The customers waiting in line behind me were wondering what’s wrong. Well, what’s wrong is that I was not best pleased at having to introduce myself in public as if I was new, to prove I had a clean title to the milk I had clearly just bought. It’s milk, not a fridge. 

I think I’m done shopping with mobile money and this grocery store personal data creep. God bless the Central Bank of Kenya and De La Rue’s heirs and successors because now I’m using cash and I’ll be damned if they ask for my name before giving me my change back. At this rate you’ll have to input biometrics before you eat that supermarket pilau. A lawyer to whom I texted my complaint replied that I had no recourse but it still rankles. What if I pay him?
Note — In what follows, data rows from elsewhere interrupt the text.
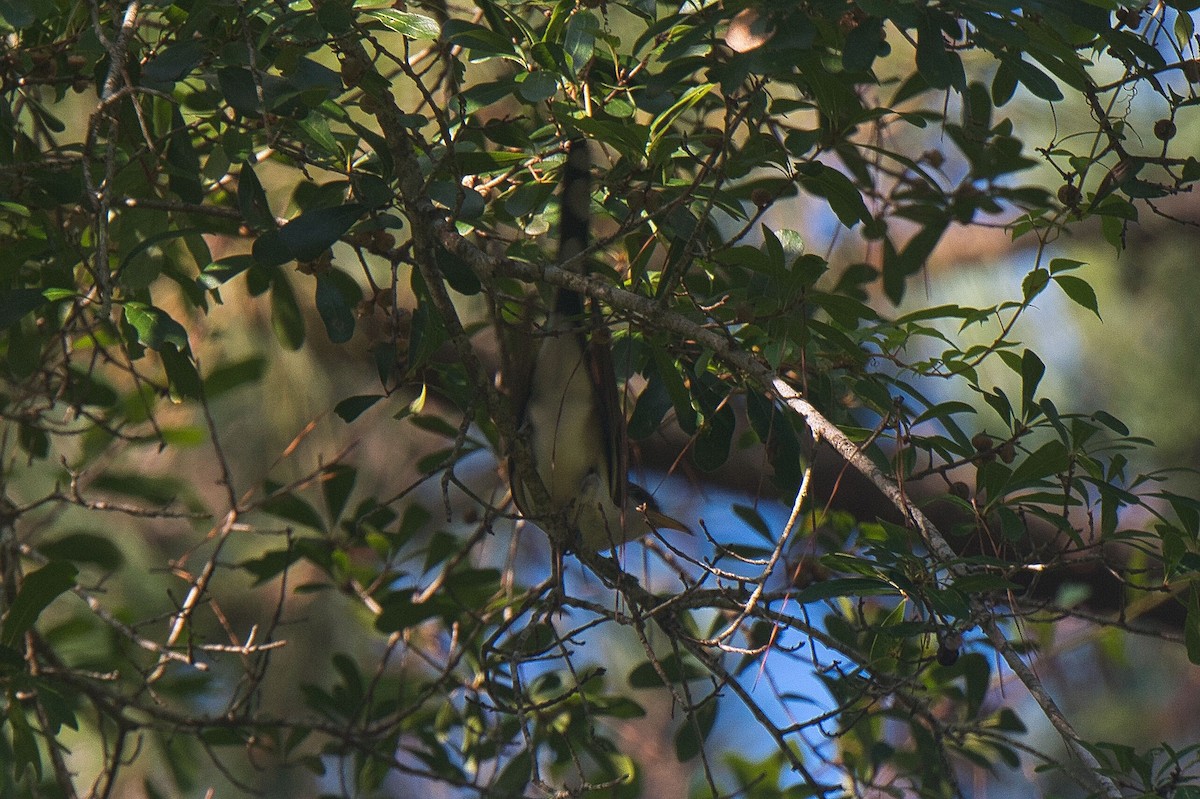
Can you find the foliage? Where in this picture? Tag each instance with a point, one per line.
(379, 180)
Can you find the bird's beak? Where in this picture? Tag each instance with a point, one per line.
(659, 521)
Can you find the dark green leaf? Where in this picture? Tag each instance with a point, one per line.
(37, 590)
(407, 23)
(646, 676)
(400, 612)
(174, 62)
(1036, 80)
(754, 520)
(353, 407)
(838, 190)
(155, 328)
(291, 508)
(1032, 368)
(286, 317)
(309, 235)
(695, 731)
(17, 13)
(24, 745)
(252, 200)
(16, 304)
(233, 376)
(1079, 290)
(337, 295)
(336, 485)
(83, 547)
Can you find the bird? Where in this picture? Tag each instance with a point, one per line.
(573, 418)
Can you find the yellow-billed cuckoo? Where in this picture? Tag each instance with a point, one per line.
(573, 415)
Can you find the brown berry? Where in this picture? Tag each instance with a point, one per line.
(761, 197)
(1164, 130)
(1129, 17)
(984, 454)
(352, 72)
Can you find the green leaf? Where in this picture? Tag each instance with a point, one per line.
(37, 590)
(337, 295)
(1032, 368)
(837, 188)
(313, 232)
(155, 328)
(17, 13)
(252, 199)
(1036, 80)
(336, 485)
(1033, 283)
(83, 547)
(694, 731)
(407, 23)
(24, 744)
(937, 65)
(1192, 628)
(291, 508)
(174, 62)
(353, 407)
(1079, 290)
(232, 376)
(16, 304)
(1048, 460)
(400, 612)
(286, 317)
(646, 676)
(754, 520)
(666, 119)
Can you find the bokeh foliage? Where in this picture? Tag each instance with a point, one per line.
(375, 184)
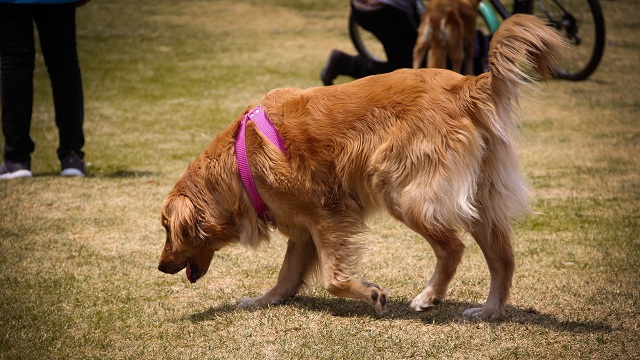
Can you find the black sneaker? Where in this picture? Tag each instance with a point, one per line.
(73, 165)
(12, 170)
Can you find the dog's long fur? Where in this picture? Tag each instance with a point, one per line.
(447, 28)
(435, 149)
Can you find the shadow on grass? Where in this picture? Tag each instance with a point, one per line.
(447, 313)
(116, 174)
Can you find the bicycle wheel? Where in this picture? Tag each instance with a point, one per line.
(581, 23)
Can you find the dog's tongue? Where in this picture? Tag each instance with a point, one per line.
(189, 272)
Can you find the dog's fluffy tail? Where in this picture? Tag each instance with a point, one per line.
(521, 42)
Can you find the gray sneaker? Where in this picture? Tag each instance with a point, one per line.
(73, 165)
(13, 170)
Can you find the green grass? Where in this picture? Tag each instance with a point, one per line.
(78, 257)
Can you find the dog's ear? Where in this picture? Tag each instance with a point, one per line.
(181, 215)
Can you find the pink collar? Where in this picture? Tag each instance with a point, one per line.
(265, 126)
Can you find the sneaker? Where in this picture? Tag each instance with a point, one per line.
(72, 165)
(12, 170)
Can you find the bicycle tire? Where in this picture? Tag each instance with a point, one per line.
(585, 55)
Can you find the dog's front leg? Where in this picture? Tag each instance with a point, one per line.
(300, 259)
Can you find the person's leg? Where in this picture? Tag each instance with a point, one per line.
(57, 30)
(396, 32)
(17, 53)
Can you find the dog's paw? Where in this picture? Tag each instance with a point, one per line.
(378, 298)
(425, 301)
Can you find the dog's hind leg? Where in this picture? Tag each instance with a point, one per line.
(338, 254)
(494, 240)
(448, 250)
(300, 260)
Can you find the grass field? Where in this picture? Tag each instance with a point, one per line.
(78, 257)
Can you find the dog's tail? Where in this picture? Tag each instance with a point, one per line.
(521, 42)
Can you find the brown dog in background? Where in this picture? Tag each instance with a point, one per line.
(435, 149)
(447, 28)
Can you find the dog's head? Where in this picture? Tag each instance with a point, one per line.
(186, 245)
(200, 219)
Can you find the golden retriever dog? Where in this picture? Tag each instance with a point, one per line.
(433, 148)
(447, 28)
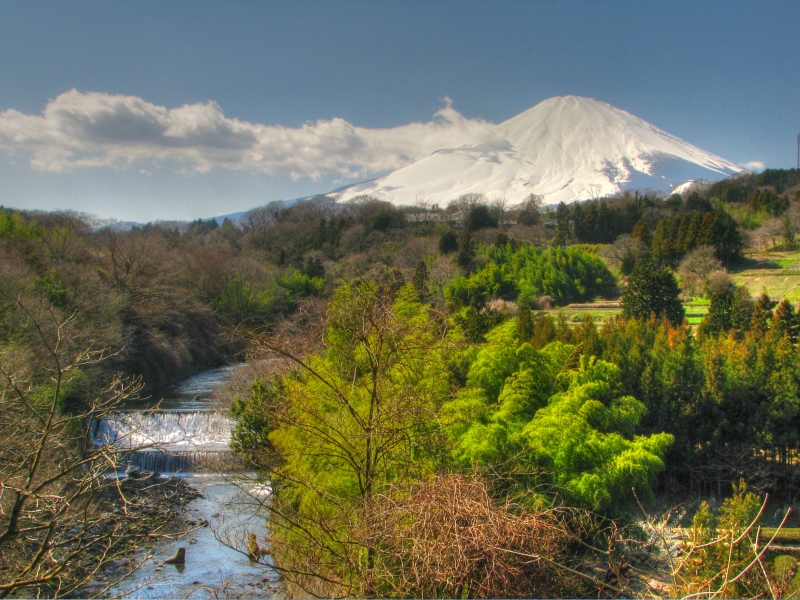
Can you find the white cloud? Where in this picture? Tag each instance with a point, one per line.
(101, 130)
(755, 166)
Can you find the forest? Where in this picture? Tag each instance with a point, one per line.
(435, 418)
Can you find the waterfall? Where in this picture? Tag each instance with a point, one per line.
(169, 441)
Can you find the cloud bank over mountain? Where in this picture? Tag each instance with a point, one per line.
(93, 129)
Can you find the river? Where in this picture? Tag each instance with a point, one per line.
(186, 436)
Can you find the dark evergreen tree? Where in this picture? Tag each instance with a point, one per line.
(420, 280)
(479, 217)
(314, 267)
(466, 252)
(524, 323)
(652, 290)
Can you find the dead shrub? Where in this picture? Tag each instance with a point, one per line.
(449, 538)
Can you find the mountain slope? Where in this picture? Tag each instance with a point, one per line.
(564, 149)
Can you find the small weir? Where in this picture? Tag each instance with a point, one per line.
(170, 441)
(185, 435)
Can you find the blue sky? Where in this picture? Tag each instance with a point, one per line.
(285, 99)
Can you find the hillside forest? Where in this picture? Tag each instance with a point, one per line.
(477, 400)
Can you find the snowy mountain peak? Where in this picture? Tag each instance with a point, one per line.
(565, 148)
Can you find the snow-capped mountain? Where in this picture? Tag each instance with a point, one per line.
(564, 149)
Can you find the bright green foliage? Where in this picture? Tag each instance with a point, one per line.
(557, 411)
(566, 274)
(350, 421)
(255, 420)
(581, 442)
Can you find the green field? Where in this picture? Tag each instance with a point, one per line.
(602, 310)
(777, 273)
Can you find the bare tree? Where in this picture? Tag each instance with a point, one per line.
(53, 536)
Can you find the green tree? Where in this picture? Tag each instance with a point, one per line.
(348, 422)
(479, 217)
(448, 242)
(652, 290)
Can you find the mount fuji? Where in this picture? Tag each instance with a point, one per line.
(564, 149)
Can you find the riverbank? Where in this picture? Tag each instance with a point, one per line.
(222, 518)
(142, 511)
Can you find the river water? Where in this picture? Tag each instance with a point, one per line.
(186, 436)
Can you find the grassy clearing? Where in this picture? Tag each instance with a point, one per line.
(696, 309)
(604, 310)
(777, 273)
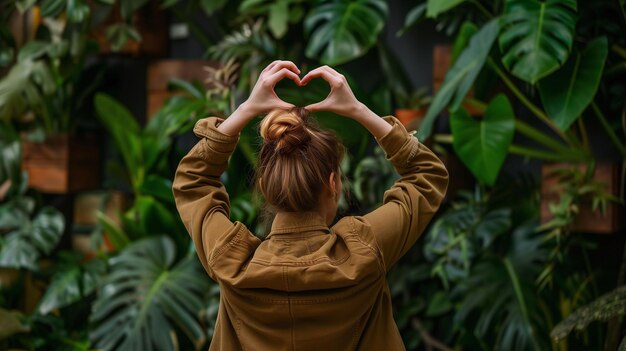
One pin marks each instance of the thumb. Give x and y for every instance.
(285, 105)
(318, 106)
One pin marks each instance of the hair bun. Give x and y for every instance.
(286, 130)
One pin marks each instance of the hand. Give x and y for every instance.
(340, 100)
(263, 98)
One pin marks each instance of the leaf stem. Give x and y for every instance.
(620, 147)
(540, 137)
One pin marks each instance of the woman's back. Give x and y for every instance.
(305, 286)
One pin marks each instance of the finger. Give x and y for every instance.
(270, 66)
(283, 73)
(318, 106)
(284, 64)
(324, 72)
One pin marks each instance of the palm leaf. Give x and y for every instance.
(567, 92)
(147, 296)
(604, 308)
(25, 245)
(461, 76)
(341, 31)
(71, 285)
(499, 297)
(24, 88)
(537, 36)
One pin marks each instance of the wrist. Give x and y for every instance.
(246, 111)
(362, 113)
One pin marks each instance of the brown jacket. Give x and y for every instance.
(306, 286)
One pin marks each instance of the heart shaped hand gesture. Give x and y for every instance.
(340, 100)
(263, 98)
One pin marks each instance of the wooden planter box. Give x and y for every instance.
(152, 23)
(62, 164)
(588, 220)
(410, 118)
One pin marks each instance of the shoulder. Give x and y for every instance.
(357, 232)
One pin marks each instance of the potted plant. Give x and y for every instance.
(45, 94)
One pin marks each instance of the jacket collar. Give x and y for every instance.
(298, 222)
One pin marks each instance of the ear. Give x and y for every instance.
(261, 186)
(333, 183)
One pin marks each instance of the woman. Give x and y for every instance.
(307, 286)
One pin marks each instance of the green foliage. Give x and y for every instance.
(248, 43)
(142, 150)
(147, 296)
(72, 284)
(435, 7)
(10, 324)
(24, 245)
(567, 92)
(461, 76)
(343, 30)
(499, 300)
(483, 144)
(537, 36)
(279, 13)
(25, 85)
(459, 236)
(604, 308)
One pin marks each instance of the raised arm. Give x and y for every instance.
(201, 198)
(412, 201)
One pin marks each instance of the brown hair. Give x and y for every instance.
(296, 160)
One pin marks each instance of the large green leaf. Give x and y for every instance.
(24, 246)
(461, 76)
(482, 145)
(435, 7)
(498, 301)
(343, 30)
(537, 36)
(71, 285)
(567, 92)
(146, 296)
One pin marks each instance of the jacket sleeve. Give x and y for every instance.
(203, 203)
(412, 201)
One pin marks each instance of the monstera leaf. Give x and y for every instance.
(537, 36)
(23, 246)
(461, 76)
(482, 144)
(24, 87)
(501, 295)
(567, 92)
(344, 30)
(71, 285)
(147, 296)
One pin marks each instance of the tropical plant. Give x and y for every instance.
(604, 308)
(51, 78)
(344, 30)
(147, 296)
(30, 234)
It’s different if you can afford to fuel a car in this economy because the pump attendants are more accommodating when you pay by mobile money. “Niangalie jina gani?” (What name shall I check for?) they always ask. They don’t ask for your name but for a name, any name and you’ll have no problem telling them your name. Funny how that works. Not much to complain about except their galling tendency of demanding you free the pump for a new customer while you’re in the middle of paying them. Apparently, the customer behind you would rather find another petrol station than wait for a single M-Pesa transaction to go through. 

Then there’s the banking app that persists in demanding to track my location. Just as doggedly, I decline. I can imagine the email that would follow if I agreed. “Dear Customer”, it would begin. “You were recently tracked to a raucous nightclub at 3:10 a.m. Further, while at this den of iniquity, you were recorded uttering unprintable Maragoli expletives unbefitting a Fit and Proper Customer of the Bank. This has jeopardised your Maradufu Loan application”.

If you’re ever hungry in this country, you may find yourself at one of these butchery-bar-carwashes, where a la carte menus exist but are beside the point. At these establishments, which sell lots of meat, the butcher will almost always tell you that “huku tunauzanga nusu” (here we sell half a kilo going upwards).

I’m sure it makes excellent business sense, but dear Kenyans, half a kilo is a lot of flesh to eat in a single sitting. Yes, you can always go elsewhere but why not simply serve healthier portions? For example, according to Kenya’s National Guidelines for Healthy Diets and Physical Activity published in 2017, a single serving of meat at each meal should be 30 grams or the size of three fingers. That’s it. That may seem paltry if you’ve been watching lions gorge themselves on buffalo and giraffes in documentaries, but you’re not a lion. You’re a human to whom excessive meat consumption poses serious health risks.

But then, can the government legally regulate food portions? 

In June 2012, the City of New York’s Board of Health banned the sale of sugary drinks (read sodas) in cups containing more than 16 fluid ounces (around 470ml), but the beverage companies, the hospitality industry, chambers of commerce and even street vendors banded together and sued the city. To the dissenting judges, the regulation, though unpopular, was not illegal. But the court held that the board of health had “exceeded the scope of its regulatory authority” and usurped the city council’s law-making powers. 

So always excepting brilliant lawyering, it’s not clear one can regulate food portions. Yet it cannot be right that the minimum amount of food – not the maximum – that one can order at an establishment is excessive for human health. Clearly, we don’t fear bowel cancer enough because if we did, the government would protect the rights of customers to healthier portion sizes and teach Kenyans to eat less like they do elsewhere

There’s no knowing when this could change, the government being the slow behemoth it is. In the meantime, stand up to businesses. Fight for your rights, value, privacy and health.